Bathurst Hospital General Manager, Cathy Marshall, said “This is a great opportunity for the Bathurst Health Service. It means we will be able to provide world-class, hyper acute stroke care for patients with suspected stroke regardless of our rural location.”

“Stroke is a medical emergency requiring timely access to specialist care. Fast treatment can save brain function.”

“Telestroke will enable us to be in direct contact with specialist neurologists physicians.

“Using screen-sharing technology provided by the state’s digital health agency eHealth NSW, those specialists gain full access to world-class patient imaging as it is being processed – allowing time-critical diagnosis and immediate treatment of stroke patients.

“This means that if a patient in Bathurst has a stroke, they can be assessed 24 hours a day by stroke specialists using Telestroke kiosks. These are equipped with high-definition cameras and audio devices and linked to NSW Health’s electronic medical record systems.

“The specialists dial in and they have the patient and the local team in front of them. This is technology that improves the care of stroke patients, supports the local medical specialist team, and provides specialist neurologist to teach trainee doctors at Bathurst Hospital 24 hours a day”.

“This service is a fantastic addition to the specialist health care we provide to patients at the Bathurst Health Service. We are committed to providing world class health care for people across the Central West”. Ms Marshall said.

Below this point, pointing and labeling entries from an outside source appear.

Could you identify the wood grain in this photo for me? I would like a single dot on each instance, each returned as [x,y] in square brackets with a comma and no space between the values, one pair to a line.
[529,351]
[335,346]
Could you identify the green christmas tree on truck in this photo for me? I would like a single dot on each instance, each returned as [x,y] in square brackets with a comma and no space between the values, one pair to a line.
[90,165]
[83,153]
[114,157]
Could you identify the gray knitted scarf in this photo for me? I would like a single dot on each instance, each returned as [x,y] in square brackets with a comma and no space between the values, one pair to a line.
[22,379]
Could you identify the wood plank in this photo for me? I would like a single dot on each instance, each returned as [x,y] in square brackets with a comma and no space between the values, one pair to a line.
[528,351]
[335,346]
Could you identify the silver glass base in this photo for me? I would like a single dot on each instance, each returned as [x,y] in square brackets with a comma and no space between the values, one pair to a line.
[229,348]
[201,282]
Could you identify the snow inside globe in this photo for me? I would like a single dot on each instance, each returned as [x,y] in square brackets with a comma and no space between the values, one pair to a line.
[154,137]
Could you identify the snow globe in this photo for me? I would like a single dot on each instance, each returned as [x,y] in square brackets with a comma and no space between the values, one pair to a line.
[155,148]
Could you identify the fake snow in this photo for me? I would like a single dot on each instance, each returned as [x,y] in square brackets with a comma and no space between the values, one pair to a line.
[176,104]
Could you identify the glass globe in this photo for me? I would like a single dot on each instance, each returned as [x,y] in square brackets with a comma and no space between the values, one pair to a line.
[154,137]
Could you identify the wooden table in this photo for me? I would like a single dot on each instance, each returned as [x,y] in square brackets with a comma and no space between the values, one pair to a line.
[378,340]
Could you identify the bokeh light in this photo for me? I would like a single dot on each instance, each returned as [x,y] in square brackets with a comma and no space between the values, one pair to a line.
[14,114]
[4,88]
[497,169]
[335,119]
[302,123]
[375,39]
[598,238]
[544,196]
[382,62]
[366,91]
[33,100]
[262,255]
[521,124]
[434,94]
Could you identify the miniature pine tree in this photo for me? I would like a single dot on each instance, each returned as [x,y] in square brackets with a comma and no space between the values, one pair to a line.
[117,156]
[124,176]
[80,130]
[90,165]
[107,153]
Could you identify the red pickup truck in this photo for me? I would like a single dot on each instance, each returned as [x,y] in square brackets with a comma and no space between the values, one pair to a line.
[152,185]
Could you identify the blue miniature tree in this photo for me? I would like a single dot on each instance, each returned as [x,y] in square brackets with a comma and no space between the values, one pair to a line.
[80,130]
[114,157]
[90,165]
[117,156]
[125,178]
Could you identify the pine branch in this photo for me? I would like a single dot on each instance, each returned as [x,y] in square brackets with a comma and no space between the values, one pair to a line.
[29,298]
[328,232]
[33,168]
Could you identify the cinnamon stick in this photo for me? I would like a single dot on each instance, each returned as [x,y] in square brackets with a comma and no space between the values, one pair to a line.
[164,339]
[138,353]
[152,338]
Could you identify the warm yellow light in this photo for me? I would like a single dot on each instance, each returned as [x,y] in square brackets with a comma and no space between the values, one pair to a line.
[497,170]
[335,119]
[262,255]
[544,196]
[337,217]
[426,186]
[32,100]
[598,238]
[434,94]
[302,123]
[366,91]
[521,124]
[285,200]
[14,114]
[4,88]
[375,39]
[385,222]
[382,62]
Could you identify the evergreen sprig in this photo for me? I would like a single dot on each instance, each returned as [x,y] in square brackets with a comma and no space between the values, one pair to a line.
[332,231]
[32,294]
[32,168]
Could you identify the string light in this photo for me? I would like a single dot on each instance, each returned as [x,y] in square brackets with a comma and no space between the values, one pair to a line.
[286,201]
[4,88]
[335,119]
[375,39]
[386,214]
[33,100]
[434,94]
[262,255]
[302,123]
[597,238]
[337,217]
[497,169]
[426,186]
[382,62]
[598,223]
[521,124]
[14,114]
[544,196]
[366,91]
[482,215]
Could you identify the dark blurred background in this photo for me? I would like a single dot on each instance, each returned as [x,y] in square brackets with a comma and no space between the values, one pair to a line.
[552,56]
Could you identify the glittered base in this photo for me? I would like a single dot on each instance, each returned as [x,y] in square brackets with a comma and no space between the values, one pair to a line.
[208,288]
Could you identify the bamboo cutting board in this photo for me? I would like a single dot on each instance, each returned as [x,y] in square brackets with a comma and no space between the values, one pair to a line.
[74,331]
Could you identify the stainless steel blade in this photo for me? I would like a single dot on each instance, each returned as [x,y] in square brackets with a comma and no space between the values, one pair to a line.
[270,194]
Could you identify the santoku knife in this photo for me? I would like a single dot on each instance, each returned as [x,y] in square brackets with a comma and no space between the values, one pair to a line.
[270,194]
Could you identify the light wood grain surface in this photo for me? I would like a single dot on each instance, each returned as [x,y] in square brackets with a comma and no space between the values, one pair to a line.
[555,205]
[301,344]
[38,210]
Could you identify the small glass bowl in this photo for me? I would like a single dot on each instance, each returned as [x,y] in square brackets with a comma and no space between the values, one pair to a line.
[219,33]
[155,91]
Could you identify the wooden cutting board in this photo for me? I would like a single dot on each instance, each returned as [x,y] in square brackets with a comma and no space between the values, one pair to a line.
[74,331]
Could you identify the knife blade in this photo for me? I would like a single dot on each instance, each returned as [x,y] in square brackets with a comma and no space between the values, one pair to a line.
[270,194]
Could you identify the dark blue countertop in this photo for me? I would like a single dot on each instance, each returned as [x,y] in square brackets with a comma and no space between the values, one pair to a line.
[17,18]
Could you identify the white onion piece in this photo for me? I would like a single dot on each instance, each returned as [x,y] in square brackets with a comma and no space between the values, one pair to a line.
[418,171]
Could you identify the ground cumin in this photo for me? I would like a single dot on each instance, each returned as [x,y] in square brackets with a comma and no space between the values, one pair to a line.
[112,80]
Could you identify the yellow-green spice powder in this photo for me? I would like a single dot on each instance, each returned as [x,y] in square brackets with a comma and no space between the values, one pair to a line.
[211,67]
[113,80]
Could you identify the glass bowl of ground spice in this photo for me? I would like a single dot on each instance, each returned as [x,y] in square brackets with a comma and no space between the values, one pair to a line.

In June this year, the NSW Government announced the NSW Telestroke service which has already helped hundreds of patients. Telestroke will be rolled out to up to 23 sites over three years, with a service at Dubbo commencing operation this month. 

In 2018-19, 13,651 people were hospitalised for a stroke in NSW. Of those, 32 per cent were from regional, rural or remote areas. 

The NSW Telestroke Service is a collaboration between the NSW Ministry of Health, the Agency for Clinical Innovation, and eHealth.